At 2:30 PM on July 29, a robot hovered above the Mansfield Correctional Facility in Ohio. From its bowels dropped a set of items bound to cause chaos once plopped into the centre in a prison yard: five ounces of tobacco, 2.3 ounces of weed, and 0.2 ounces of heroin. As the Columbus Dispatch notes, if the smack was half-pure, that amount would contain about 140 doses.
Given the combined value of all those drugs behind bars, it's pretty unlikely that the person controlling the drone was a mere prankster. In fact, Department of Rehabilitation and Correction spokeswoman JoEllen Smith told the Dispatch that this has happened before, in different prisons, and that drone awareness is becoming a priority among the agency's security administrators.

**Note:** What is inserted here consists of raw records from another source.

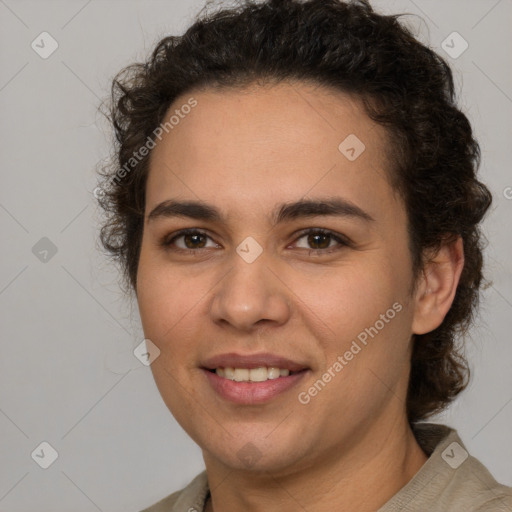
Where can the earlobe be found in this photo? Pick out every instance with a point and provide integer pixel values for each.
(438, 283)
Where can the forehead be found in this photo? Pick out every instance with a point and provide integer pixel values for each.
(268, 144)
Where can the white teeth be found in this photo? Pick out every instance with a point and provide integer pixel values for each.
(241, 374)
(260, 374)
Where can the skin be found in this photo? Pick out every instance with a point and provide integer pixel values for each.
(246, 151)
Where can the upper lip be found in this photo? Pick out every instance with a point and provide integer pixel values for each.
(234, 360)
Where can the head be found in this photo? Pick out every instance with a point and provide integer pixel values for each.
(278, 107)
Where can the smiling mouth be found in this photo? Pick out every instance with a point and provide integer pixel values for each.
(260, 374)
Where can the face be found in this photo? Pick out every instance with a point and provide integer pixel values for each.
(296, 258)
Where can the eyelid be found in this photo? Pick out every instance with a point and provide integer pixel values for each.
(342, 240)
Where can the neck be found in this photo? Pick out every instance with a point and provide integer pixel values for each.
(383, 461)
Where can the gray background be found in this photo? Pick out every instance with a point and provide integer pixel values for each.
(67, 372)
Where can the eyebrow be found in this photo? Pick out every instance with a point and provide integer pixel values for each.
(305, 208)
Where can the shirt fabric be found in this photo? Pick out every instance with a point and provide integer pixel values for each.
(451, 480)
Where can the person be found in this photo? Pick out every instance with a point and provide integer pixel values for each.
(295, 203)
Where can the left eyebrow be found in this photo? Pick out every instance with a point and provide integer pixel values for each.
(305, 208)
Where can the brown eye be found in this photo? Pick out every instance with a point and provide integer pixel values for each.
(188, 240)
(322, 241)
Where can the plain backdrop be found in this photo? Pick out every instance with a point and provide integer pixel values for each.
(68, 376)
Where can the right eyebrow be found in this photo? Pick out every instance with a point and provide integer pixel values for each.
(306, 208)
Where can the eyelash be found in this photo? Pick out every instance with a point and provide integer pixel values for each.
(341, 240)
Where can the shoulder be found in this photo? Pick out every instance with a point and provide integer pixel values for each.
(451, 479)
(166, 504)
(189, 499)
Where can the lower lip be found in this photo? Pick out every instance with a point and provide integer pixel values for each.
(248, 393)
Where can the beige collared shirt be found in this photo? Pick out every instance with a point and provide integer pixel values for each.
(451, 480)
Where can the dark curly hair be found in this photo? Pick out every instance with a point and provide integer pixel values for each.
(404, 85)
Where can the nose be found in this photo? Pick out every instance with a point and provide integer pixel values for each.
(250, 294)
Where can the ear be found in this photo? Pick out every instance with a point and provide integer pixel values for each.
(437, 286)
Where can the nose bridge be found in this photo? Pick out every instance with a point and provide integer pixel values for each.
(250, 292)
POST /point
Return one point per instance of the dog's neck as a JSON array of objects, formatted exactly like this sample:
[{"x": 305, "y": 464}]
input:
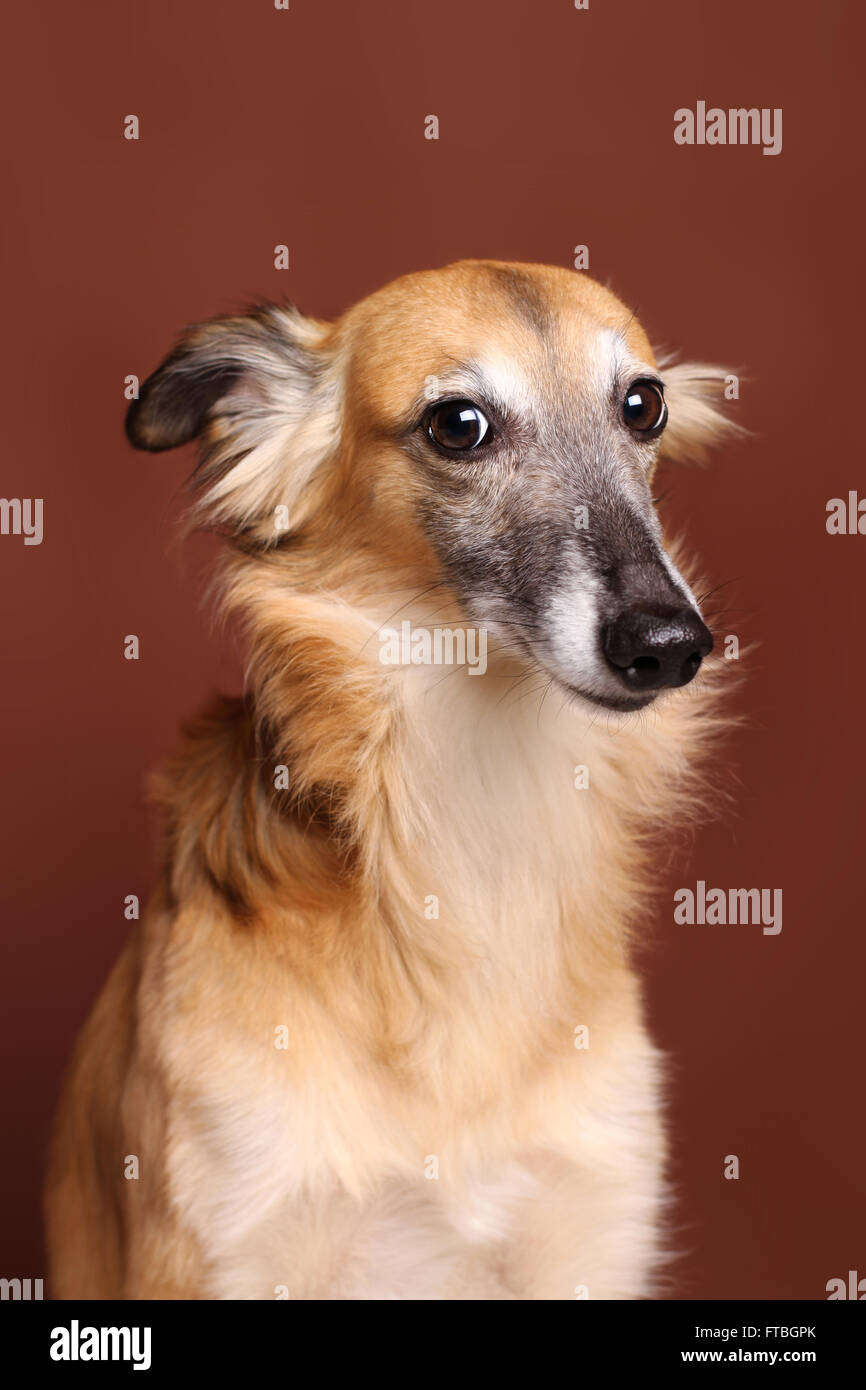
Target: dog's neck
[{"x": 480, "y": 806}]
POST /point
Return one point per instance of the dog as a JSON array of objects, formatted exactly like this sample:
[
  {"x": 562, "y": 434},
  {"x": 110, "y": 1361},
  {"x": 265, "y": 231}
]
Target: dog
[{"x": 378, "y": 1033}]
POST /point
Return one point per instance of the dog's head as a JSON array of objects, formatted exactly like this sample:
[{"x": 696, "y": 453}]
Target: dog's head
[{"x": 498, "y": 424}]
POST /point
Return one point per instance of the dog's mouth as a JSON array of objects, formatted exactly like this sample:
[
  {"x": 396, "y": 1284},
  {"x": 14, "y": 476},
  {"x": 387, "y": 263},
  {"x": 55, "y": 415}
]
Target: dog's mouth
[{"x": 616, "y": 704}]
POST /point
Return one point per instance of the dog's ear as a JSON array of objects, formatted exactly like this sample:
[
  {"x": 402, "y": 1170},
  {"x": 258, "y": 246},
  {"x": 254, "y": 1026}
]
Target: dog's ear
[
  {"x": 259, "y": 392},
  {"x": 695, "y": 395}
]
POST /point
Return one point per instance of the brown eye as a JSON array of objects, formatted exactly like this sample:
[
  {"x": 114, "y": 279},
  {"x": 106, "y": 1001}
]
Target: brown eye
[
  {"x": 644, "y": 407},
  {"x": 458, "y": 424}
]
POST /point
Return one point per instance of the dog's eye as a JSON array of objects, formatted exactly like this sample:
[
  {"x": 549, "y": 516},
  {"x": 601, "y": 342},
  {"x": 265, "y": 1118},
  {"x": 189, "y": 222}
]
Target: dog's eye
[
  {"x": 644, "y": 407},
  {"x": 458, "y": 424}
]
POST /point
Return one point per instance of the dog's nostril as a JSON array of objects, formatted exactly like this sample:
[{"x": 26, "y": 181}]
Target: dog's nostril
[
  {"x": 652, "y": 649},
  {"x": 645, "y": 663}
]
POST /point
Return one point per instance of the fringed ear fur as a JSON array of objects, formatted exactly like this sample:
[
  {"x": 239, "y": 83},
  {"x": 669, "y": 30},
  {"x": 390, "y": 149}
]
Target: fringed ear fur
[
  {"x": 260, "y": 394},
  {"x": 694, "y": 394}
]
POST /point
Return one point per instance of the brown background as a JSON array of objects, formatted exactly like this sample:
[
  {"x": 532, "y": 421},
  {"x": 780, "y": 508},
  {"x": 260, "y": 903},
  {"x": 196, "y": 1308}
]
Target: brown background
[{"x": 556, "y": 128}]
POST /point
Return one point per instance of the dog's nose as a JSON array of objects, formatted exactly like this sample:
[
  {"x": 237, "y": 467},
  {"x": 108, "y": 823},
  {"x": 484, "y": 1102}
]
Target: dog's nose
[{"x": 652, "y": 649}]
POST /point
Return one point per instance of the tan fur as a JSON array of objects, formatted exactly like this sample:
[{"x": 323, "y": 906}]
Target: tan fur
[{"x": 410, "y": 1039}]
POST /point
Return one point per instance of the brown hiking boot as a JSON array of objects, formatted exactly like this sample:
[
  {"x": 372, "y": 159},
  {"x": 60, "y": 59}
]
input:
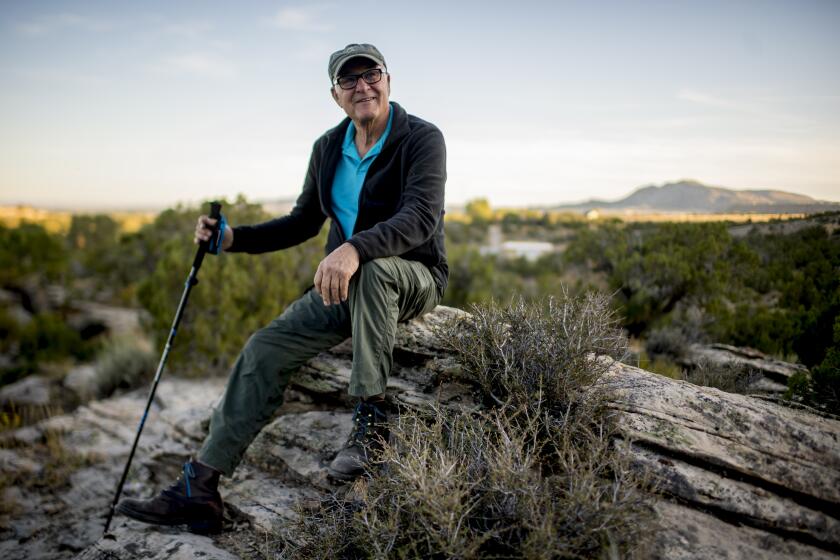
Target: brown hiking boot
[
  {"x": 193, "y": 500},
  {"x": 370, "y": 430}
]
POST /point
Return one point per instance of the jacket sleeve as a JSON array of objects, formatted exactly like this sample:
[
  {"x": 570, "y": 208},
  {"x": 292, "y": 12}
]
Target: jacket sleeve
[
  {"x": 421, "y": 205},
  {"x": 302, "y": 223}
]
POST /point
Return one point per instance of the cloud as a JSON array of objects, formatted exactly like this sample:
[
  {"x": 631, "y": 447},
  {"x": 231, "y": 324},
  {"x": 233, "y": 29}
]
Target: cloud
[
  {"x": 189, "y": 29},
  {"x": 707, "y": 100},
  {"x": 307, "y": 18},
  {"x": 202, "y": 65},
  {"x": 57, "y": 22}
]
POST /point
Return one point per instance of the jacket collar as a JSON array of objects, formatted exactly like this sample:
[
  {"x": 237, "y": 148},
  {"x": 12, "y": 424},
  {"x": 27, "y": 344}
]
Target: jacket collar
[{"x": 335, "y": 136}]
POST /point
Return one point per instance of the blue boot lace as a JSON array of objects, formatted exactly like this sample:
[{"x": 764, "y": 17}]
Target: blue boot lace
[
  {"x": 365, "y": 418},
  {"x": 189, "y": 473}
]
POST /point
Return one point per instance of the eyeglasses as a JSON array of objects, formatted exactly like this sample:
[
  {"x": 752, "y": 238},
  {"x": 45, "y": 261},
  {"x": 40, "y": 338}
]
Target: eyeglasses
[{"x": 349, "y": 81}]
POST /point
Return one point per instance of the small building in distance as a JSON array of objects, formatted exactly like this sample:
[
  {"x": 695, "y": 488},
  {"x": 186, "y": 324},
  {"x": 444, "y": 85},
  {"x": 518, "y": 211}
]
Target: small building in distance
[{"x": 529, "y": 250}]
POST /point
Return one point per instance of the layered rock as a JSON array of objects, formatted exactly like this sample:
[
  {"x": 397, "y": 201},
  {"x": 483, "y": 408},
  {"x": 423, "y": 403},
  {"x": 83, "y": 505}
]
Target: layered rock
[{"x": 739, "y": 477}]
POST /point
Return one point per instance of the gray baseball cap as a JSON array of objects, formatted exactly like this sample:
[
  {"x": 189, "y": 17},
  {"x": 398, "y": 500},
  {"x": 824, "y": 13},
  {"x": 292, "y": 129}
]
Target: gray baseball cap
[{"x": 353, "y": 50}]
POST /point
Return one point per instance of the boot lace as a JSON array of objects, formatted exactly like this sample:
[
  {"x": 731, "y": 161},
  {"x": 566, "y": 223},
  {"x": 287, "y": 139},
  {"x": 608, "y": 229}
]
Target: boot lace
[
  {"x": 182, "y": 485},
  {"x": 365, "y": 418}
]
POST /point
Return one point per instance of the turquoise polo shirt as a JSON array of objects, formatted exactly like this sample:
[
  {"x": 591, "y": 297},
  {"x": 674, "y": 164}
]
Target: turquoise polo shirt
[{"x": 350, "y": 176}]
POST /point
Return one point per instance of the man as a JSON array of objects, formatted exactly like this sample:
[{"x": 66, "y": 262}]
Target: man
[{"x": 379, "y": 176}]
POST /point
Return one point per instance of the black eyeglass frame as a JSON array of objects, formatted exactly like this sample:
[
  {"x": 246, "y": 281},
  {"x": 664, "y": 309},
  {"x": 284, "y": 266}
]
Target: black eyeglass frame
[{"x": 355, "y": 78}]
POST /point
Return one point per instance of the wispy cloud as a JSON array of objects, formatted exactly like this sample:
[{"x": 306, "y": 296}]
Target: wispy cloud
[
  {"x": 701, "y": 98},
  {"x": 198, "y": 64},
  {"x": 302, "y": 18},
  {"x": 56, "y": 22},
  {"x": 189, "y": 29}
]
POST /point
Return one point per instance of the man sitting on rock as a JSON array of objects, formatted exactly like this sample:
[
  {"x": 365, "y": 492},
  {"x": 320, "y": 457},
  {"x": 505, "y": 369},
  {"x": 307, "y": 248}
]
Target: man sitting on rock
[{"x": 379, "y": 176}]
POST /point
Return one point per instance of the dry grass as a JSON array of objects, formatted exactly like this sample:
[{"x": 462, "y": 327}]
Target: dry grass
[
  {"x": 56, "y": 464},
  {"x": 534, "y": 475}
]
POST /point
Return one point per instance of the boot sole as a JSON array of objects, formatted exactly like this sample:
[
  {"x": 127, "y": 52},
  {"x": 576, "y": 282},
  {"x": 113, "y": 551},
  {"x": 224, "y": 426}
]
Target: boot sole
[{"x": 199, "y": 526}]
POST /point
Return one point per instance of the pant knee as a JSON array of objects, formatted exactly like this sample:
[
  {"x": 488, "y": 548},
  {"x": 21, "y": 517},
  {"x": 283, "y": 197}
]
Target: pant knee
[{"x": 377, "y": 271}]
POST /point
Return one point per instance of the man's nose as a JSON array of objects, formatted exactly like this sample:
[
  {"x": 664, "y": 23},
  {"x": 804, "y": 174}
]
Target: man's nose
[{"x": 362, "y": 85}]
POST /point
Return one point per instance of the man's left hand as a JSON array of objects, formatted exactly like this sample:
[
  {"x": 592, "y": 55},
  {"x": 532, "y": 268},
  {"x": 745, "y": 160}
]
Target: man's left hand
[{"x": 332, "y": 279}]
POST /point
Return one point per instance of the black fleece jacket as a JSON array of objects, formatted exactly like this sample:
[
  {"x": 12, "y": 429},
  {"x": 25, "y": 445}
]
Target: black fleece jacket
[{"x": 400, "y": 205}]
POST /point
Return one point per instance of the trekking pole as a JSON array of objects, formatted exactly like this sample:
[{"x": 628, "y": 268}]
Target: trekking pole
[{"x": 192, "y": 280}]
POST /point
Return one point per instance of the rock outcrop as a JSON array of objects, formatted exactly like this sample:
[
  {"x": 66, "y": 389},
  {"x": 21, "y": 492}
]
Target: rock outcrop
[
  {"x": 739, "y": 477},
  {"x": 769, "y": 375}
]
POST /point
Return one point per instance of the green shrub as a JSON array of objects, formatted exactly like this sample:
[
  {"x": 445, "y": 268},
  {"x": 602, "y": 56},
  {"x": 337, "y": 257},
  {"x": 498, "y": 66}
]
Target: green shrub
[
  {"x": 535, "y": 475},
  {"x": 529, "y": 352},
  {"x": 124, "y": 363},
  {"x": 489, "y": 485}
]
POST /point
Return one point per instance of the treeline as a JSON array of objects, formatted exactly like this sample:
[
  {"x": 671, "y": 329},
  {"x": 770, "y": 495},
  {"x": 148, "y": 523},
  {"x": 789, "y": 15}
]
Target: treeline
[
  {"x": 778, "y": 293},
  {"x": 96, "y": 261}
]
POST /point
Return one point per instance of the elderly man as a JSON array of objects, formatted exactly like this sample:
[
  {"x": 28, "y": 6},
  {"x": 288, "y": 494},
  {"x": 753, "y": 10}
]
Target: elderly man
[{"x": 379, "y": 176}]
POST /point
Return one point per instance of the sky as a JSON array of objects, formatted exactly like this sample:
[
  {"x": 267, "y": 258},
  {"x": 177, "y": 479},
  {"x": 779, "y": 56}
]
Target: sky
[{"x": 118, "y": 104}]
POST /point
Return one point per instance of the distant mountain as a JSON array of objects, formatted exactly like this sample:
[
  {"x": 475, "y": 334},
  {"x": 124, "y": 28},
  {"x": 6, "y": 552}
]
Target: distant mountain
[{"x": 693, "y": 196}]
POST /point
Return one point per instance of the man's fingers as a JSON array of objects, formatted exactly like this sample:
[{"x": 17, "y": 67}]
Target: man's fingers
[
  {"x": 204, "y": 228},
  {"x": 318, "y": 277},
  {"x": 345, "y": 285},
  {"x": 335, "y": 289},
  {"x": 326, "y": 288}
]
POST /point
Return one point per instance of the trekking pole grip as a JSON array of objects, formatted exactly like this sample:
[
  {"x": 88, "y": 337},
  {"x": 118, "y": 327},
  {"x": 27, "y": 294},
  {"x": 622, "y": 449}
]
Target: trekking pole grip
[{"x": 215, "y": 214}]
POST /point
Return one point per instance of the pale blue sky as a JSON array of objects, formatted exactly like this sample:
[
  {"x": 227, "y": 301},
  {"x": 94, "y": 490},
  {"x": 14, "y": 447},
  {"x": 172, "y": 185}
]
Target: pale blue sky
[{"x": 113, "y": 104}]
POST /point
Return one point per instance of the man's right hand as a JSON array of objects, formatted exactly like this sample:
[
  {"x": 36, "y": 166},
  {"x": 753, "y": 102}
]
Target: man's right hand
[{"x": 203, "y": 231}]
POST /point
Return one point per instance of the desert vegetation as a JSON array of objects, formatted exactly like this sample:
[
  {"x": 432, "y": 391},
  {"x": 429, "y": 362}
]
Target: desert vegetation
[
  {"x": 772, "y": 288},
  {"x": 531, "y": 474}
]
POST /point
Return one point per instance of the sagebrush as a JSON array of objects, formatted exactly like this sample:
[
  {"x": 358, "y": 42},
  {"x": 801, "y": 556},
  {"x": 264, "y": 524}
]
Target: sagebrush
[{"x": 533, "y": 474}]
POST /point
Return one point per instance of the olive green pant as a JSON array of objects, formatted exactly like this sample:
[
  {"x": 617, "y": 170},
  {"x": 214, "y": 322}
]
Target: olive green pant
[{"x": 382, "y": 293}]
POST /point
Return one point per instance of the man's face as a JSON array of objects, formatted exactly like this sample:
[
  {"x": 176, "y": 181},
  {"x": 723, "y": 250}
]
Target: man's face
[{"x": 365, "y": 102}]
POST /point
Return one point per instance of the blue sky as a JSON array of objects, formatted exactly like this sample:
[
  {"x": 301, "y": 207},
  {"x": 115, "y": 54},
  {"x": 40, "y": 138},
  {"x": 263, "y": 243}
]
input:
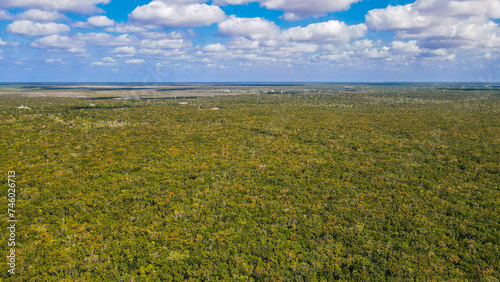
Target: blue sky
[{"x": 244, "y": 40}]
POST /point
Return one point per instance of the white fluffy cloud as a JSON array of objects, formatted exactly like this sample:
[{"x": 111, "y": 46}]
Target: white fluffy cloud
[
  {"x": 135, "y": 61},
  {"x": 214, "y": 48},
  {"x": 326, "y": 32},
  {"x": 3, "y": 43},
  {"x": 409, "y": 47},
  {"x": 164, "y": 43},
  {"x": 296, "y": 9},
  {"x": 77, "y": 6},
  {"x": 177, "y": 14},
  {"x": 125, "y": 51},
  {"x": 39, "y": 15},
  {"x": 125, "y": 28},
  {"x": 253, "y": 28},
  {"x": 57, "y": 42},
  {"x": 97, "y": 21},
  {"x": 5, "y": 15},
  {"x": 31, "y": 28},
  {"x": 442, "y": 24},
  {"x": 103, "y": 39}
]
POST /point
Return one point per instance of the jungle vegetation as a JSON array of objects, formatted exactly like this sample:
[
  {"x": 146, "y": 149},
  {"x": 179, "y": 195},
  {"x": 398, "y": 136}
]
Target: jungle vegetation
[{"x": 300, "y": 186}]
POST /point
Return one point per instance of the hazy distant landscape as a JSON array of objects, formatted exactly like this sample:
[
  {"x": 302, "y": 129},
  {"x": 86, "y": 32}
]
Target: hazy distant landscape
[{"x": 253, "y": 182}]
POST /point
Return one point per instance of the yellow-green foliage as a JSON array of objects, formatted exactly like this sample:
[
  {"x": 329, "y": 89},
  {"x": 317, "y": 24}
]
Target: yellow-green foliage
[{"x": 311, "y": 187}]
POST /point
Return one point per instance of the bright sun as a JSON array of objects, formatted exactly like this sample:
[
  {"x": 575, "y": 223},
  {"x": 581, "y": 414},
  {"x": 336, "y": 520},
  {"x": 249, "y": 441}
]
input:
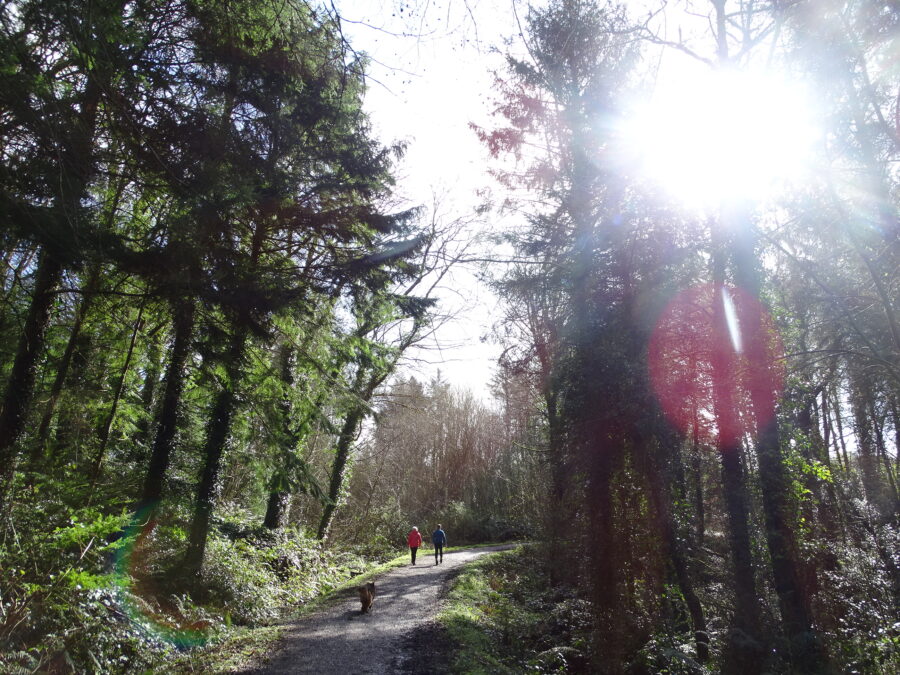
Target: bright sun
[{"x": 708, "y": 135}]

For further proof that drones are becoming the future of smuggling, one crashed in a California supermarket parking lot in January as part of a failed crystal meth operation out of Mexico. Sylvia Longmire, a drug war analyst, told CNN at the time that cartels had previously used drones for surveillance, but the crash signalled new territory for them.
As expected, madness reigned as a result of the recent attempt to drop a bunch of valuable, mind-altering substances into a mass of bored criminals. About 200 prisoners fought over the package, which was, at one point, tossed over a fence from the facility's north yard to it's south one, according to the Dispatch.
Officers eventually subdued the inmates with pepper spray and put nine people in solitary confinement.